Der Evaluationsbericht zum Öffentlichkeitsgesetz (BGÖ), den der Bundesrat im April 2015 der Bevölkerung präsentierte, hat gezeigt, dass das Schlichtungsverfahren des Beauftragten sowohl bei Gesuchstellern als auch bei Behörden auf breite Akzeptanz stösst. Erstere begrüssen zudem ganz besonders die Abklärungstiefe und die ausführlichen Begründungen der von ihm erlassenen Empfehlungen. Wie eine juristische Auswertung der einschlägigen Urteile ergeben hat, werden die Empfehlungen sowohl vom Bundesverwaltungs- als auch vom Bundesgericht meistens gestützt. Die Evaluation hat zudem gezeigt, dass es dem Beauftragten für die Durchführung der Schlichtungsverfahren an Ressourcen fehlt.
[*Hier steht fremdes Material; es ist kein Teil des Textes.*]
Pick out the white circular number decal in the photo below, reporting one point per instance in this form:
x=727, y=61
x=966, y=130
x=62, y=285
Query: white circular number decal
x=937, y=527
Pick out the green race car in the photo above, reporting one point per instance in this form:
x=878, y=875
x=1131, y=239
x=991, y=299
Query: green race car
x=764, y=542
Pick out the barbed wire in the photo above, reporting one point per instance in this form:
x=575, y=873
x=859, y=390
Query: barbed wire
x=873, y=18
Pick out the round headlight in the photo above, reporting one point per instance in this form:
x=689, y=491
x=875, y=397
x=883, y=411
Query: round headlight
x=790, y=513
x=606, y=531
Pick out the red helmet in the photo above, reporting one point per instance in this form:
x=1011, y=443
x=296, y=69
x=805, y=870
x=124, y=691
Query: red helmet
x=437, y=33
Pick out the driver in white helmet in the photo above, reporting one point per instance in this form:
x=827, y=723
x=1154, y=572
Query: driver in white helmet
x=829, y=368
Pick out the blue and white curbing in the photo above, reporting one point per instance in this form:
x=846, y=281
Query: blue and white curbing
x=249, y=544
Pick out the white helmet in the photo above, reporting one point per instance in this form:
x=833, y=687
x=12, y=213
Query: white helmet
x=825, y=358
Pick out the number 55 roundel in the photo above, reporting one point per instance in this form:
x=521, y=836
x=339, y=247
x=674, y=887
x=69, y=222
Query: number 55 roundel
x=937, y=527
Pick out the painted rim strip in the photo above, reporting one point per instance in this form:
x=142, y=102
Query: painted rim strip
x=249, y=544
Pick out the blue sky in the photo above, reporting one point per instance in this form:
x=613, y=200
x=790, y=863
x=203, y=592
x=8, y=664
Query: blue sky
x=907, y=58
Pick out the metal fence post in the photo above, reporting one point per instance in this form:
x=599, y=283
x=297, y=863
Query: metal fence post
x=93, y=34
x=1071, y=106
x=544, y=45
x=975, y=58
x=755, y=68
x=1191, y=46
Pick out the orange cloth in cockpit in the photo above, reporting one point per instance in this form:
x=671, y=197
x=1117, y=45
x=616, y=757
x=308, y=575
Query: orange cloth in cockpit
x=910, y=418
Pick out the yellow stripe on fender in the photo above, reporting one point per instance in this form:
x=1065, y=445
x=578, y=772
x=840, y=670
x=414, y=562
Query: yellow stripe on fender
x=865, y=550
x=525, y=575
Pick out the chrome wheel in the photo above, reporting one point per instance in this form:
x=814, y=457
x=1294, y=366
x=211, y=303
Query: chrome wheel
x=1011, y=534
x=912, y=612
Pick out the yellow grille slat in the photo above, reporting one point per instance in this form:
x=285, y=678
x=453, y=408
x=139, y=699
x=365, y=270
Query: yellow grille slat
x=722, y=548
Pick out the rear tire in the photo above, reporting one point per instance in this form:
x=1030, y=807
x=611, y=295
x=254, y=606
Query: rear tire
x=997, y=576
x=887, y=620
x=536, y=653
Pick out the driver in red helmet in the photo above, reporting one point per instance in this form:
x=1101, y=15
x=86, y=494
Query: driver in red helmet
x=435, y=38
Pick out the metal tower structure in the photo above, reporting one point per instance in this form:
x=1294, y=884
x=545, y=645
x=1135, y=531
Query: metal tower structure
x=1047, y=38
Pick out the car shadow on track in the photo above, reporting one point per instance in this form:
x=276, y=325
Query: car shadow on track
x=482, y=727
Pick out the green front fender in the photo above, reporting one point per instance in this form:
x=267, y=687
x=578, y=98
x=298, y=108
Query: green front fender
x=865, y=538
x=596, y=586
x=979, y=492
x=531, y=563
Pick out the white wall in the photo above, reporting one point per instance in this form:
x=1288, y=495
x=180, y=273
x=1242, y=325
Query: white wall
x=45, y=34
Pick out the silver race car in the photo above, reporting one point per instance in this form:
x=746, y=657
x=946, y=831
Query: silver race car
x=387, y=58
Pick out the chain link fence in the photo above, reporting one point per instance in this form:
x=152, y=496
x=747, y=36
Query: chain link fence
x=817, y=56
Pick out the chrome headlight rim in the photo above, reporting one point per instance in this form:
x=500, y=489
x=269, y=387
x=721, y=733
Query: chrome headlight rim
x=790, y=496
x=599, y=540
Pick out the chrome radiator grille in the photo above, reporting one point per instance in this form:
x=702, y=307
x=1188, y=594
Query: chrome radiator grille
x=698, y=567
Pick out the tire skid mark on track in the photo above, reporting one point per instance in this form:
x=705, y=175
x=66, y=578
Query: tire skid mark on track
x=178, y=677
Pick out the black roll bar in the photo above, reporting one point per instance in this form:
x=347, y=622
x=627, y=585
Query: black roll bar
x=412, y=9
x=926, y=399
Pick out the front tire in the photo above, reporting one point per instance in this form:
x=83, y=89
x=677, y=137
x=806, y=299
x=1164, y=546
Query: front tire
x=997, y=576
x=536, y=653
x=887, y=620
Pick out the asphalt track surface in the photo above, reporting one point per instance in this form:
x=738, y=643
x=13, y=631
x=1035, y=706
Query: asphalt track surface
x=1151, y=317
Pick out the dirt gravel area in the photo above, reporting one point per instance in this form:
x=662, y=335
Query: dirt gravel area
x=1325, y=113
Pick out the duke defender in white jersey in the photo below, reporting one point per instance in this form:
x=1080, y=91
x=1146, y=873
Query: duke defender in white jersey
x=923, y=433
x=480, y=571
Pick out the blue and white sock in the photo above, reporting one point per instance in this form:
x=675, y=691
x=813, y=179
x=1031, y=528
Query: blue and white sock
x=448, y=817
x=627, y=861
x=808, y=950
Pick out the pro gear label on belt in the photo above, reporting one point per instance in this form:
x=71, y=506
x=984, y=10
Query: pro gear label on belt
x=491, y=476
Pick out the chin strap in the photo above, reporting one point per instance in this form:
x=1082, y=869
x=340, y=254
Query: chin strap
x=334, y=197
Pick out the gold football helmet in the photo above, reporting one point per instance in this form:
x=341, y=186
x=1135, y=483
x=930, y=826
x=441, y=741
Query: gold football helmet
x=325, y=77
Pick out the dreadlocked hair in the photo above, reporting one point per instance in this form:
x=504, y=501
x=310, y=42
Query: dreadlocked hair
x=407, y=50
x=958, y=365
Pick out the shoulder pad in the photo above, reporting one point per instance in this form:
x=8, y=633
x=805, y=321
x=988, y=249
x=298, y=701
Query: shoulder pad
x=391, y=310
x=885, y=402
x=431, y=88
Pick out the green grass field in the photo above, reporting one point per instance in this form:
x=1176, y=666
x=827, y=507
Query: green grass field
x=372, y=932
Es ist zu hoffen, dass der Gesetzgeber bei der nun anstehenden Revision des BGÖ eine Schwächung des Öffentlichkeitsprinzips verhindert, indem er sich namentlich dem Drängen einzelner Aufsichtsbehörden, sich vom Gesetz ausnehmen zu lassen, widersetzt.

Weitere Themen des 22. Tätigkeitsberichts werden im Résumé anbei zusammengefasst.

Der vollständige Tätigkeitsbericht befindet sich auf www.derbeauftragte.ch in der Rubrik Dokumentation.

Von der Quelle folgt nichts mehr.